Kaum hatte Nika diesen Gedanken zu Ende gedacht, sah sie einen Schatten näher rücken. Es mutete wie die Insel an, die für die nächsten Monate ihr Zuhause sein würde. Neugierig sah sie es sich genauer an. Nika schoss so schnell von ihrem Koffer hoch, dass der heiße Kaffee ihr über die Finger schwappte. Sie presste die Kiefer aufeinander. Ein Fluch zischte zwischen ihren Zähnen hervor. Sie musste sich angewöhnen, ruhiger zu werden. Mit ihren Schnellschussaktionen verletzte sie sich nur selbst. Sie schüttelte die nasse Hand aus und stellte den Pappbecher auf den Boden. Mit der anderen Hand wischte sie noch einige Male über die feuchte, brennende Stelle und beließ es dabei. Sie blickte in Fahrtrichtung. Vor ihr türmte sich Karstgestein auf. Der grau-weiße Berg wurde immer größer, je näher sie kamen. Er strahlte in der Sonne. Die Insel sah kahl und verlassen aus. Nika fröstelte.

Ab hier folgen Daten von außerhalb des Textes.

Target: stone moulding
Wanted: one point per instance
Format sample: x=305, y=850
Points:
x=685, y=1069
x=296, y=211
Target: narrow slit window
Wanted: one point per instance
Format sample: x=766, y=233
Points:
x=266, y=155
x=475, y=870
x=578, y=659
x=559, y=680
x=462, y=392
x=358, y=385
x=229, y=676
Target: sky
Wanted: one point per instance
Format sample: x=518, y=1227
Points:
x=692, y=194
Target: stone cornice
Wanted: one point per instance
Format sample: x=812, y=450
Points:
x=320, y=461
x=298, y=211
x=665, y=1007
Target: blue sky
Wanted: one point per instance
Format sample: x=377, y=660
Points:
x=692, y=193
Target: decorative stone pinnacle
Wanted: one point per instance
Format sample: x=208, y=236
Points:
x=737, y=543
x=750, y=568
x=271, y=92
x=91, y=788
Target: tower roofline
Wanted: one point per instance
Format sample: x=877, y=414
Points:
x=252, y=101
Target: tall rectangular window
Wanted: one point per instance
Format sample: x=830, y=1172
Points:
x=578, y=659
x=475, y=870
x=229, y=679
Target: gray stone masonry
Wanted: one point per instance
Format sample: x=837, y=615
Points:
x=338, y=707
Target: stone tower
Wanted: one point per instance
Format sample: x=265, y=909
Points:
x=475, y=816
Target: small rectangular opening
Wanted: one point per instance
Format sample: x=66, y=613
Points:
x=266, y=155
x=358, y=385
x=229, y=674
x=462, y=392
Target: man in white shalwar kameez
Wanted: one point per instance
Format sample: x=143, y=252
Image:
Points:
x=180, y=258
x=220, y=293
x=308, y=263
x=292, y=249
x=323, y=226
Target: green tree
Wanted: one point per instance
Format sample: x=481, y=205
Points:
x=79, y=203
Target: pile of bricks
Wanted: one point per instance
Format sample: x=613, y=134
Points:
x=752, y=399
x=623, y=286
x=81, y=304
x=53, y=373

Um sie herum begann ein geschäftiges Treiben. Touristen begaben sich zurück zu ihren Autos und Bussen. Nika würde zu Fuß von Bord gehen. Sie hievte ihren Rucksack auf den Rücken und nahm den Griff des Rollkoffers in die Hand. Die Knöchel ihrer Finger traten weiß hervor. Ihre Zähne knirschten aufeinander. Sie wuchtete ihr Gepäck die Metalltreppe hinunter zum Autodeck. Unten presste sie ihren dünnen Körper dicht an die Wand. Die Fahrzeuge standen so nah beieinander, dass die Menschen beim Besteigen gezwungen waren, eine artistische Schlangennummer zu vollführen. Wenn die Blechlawine losrollte, wollte Nika nicht mitgerissen werden. Mit Blicken suchte sie nach einem sicheren Weg aus dem Schiffsbauch. Sie sah wie die Landungsklappe sich langsam senkte und dahinter der Fährhafen zum Vorschein kam. Es hatte zum Übersetzen keine andere Möglichkeit gegeben, sie hatte die Autofähre nehmen müssen. Ein leichter Ruck durchzuckte das Schiff, als es an der Landungsstelle andockte. Nika wartete, bis alle Fahrzeuge das Deck verlassen hatten. Dann ging sie sicher von Bord. Die Rollen ihres Trolleys kratzen über den Asphalt. Das Geräusch war so laut, dass sie die Schritte hinter sich nicht hörte. Erst als ein Pulk Touristen Nika überholte, wurde ihr klar, dass es sich um Tagesausflügler handelte. Keiner hatte Gepäck dabei, viele trugen Kameras um den Hals. Sie waren ihr auf der Fähre nicht aufgefallen. Vermutlich hatten sie es sich im Gastraum gemütlich gemacht. Bei dem Gestank? Na, vielleicht waren ihre Nasen nicht so empfindlich wie Nikas. Sie folgte der kleinen Gruppe zum Tickethäuschen des Fährhafens. Dort parkte ein Insel-Bus. Nika lockerte ihren Griff und entspannte die Kiefermuskulatur. Der Bus würde sie und die Touristen über das Land verteilen. Das Transportproblem löste sich somit von selbst. Nika hob ihren Koffer in den Bus und stieg ein. Sie suchte sich einen Platz, legte den Trolley unter den Sitz und stopfte den Rucksack zwischen ihre Beine und die Lehne des Vordersitzes. Der Fahrer lief durch den Bus, verteilte und kassierte die Fahrscheine. Nika zog ihren Brustbeutel heraus. Das war zwar nicht die modernste, aber immer noch die sicherste Methode Ausweis und Geld sicher zu verwahren. Der Busfahrer erkundigte sich nach Nikas Ziel. Sie nannte den Ort und bezahlte in Kuna, der Landeswährung. Der Chauffeur nahm hinter dem Lenkrad Platz und der Bus fuhr an.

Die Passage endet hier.